Anyway I needed to get some stuff out and I figured this would be the best place to do it. Thanks for reading.
I wish I could offer you better support but just wanted to let you know I understand how you feel! !! Hopefully one of the wiser WS can help you out!!
Wishing you peace.
Me: fBH 46
Her: exWW 42
DDay: Nov 1, 2012
Divorced: September 17, 2013
If you broke your leg and had to have follow up care for it every week, would you do it? If your heart is broken, it needs care too.
My point here, gently, is that you can make time for things that are important to you. I hope you will see yourself as important enough to deserve time out of your week for IC. Your BH is with you, and trusting you enough to be vulnerable with you. Can you trust yourself enough to be vulnerable with yourself?

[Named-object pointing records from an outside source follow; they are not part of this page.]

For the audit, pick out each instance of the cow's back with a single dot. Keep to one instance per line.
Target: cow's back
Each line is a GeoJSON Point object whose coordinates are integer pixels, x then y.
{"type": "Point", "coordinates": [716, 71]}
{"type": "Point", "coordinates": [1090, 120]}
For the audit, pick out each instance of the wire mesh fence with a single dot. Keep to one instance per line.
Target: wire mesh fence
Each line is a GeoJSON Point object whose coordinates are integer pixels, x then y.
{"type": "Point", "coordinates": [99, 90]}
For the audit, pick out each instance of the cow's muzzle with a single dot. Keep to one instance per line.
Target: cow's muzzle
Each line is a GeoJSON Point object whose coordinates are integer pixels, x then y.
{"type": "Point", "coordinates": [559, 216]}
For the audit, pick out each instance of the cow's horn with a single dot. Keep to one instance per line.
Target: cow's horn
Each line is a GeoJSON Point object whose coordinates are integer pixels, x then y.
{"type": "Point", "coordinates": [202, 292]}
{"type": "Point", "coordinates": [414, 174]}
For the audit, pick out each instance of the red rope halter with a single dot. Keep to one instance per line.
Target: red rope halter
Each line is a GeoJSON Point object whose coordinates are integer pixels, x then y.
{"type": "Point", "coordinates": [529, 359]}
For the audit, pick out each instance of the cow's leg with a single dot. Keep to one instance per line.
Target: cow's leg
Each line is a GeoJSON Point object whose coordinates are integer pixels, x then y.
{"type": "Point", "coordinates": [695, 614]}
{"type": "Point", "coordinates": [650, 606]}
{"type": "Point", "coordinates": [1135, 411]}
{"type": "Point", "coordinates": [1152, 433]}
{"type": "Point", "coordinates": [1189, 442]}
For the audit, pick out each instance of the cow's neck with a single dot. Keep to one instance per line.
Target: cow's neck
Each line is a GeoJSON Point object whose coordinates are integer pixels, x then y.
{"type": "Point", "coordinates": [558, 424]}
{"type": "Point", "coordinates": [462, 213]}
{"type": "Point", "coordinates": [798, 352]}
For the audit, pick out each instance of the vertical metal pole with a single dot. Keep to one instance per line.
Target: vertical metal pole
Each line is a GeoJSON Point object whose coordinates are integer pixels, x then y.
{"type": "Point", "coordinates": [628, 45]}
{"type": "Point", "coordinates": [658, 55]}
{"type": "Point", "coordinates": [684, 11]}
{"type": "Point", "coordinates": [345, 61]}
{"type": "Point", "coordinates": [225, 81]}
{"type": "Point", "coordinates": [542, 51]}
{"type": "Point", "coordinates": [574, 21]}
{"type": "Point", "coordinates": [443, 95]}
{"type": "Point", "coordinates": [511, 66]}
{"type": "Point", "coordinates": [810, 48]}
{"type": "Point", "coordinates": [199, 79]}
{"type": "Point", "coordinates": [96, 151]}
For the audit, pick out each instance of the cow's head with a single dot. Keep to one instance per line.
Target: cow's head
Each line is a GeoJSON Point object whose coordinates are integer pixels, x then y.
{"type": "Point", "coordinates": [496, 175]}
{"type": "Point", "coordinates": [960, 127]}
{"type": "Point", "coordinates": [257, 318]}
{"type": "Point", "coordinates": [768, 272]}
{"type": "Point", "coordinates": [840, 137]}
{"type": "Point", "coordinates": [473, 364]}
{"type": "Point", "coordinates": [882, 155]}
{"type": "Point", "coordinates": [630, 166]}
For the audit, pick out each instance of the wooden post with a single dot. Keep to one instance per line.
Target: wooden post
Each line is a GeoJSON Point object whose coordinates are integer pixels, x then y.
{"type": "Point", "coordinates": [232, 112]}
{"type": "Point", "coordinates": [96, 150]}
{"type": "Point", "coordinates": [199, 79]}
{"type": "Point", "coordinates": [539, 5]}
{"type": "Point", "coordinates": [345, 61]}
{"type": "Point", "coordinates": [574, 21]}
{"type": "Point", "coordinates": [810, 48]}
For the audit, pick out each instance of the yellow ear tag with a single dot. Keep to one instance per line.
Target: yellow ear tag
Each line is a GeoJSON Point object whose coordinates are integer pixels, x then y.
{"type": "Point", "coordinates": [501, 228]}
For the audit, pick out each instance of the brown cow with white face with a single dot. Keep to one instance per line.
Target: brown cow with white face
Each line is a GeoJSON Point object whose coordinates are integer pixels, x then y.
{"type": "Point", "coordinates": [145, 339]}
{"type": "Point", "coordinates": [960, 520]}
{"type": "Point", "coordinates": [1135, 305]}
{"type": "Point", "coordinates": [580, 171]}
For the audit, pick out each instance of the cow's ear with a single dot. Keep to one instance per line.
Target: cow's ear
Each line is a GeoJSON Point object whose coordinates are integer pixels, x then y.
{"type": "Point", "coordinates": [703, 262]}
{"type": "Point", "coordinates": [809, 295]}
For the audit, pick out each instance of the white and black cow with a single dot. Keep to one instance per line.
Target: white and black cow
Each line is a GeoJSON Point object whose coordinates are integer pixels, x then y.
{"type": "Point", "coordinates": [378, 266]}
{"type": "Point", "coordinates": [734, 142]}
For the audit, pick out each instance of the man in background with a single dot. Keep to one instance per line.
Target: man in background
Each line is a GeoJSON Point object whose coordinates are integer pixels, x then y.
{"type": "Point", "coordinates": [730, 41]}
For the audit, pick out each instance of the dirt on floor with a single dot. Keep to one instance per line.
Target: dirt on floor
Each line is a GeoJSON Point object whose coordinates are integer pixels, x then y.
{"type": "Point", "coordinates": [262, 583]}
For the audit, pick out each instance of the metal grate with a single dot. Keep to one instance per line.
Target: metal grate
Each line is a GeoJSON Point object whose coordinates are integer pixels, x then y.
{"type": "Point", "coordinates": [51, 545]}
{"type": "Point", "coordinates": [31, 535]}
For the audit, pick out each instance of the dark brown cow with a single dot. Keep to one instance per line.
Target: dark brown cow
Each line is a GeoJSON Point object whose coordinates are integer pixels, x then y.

Please try to go to IC. You are worth it.
[This message edited by StrongerOne at 8:19 PM, November 10th (Sunday)]
Thanks for the thoughts. Really appreciated.
I think that is one thing I am not allowing myself to do, is for it to sink in. I am uncomfortable with these thoughts and feelings. And with those kinds of feelings, it makes me want to change and be better. I NEED to be better for not only my husband and children but myself.
it is scary
And that is something I am not completely sure on how to handle. I am working on it though.
When I was in IC she would often tell me the same thing. That is deserve to be happy. But honestly, I still don't feel like I deserve it myself. I am slowly getting to the point that I think I deserve it.
you made a mistake
In the beginning, I used to think of this as a mistake too. But when you actually think about it, it was a choice. Every WS here made a choice, not a mistake.
Try to enjoy the little moments.
I am trying. Thank you for the kind workds. They mean a lot.
I will look into this book. Thank you very much.
I am going to look into IC again. I am going to call tomorrow.
Thank you so much for your kind words. They are encouraging.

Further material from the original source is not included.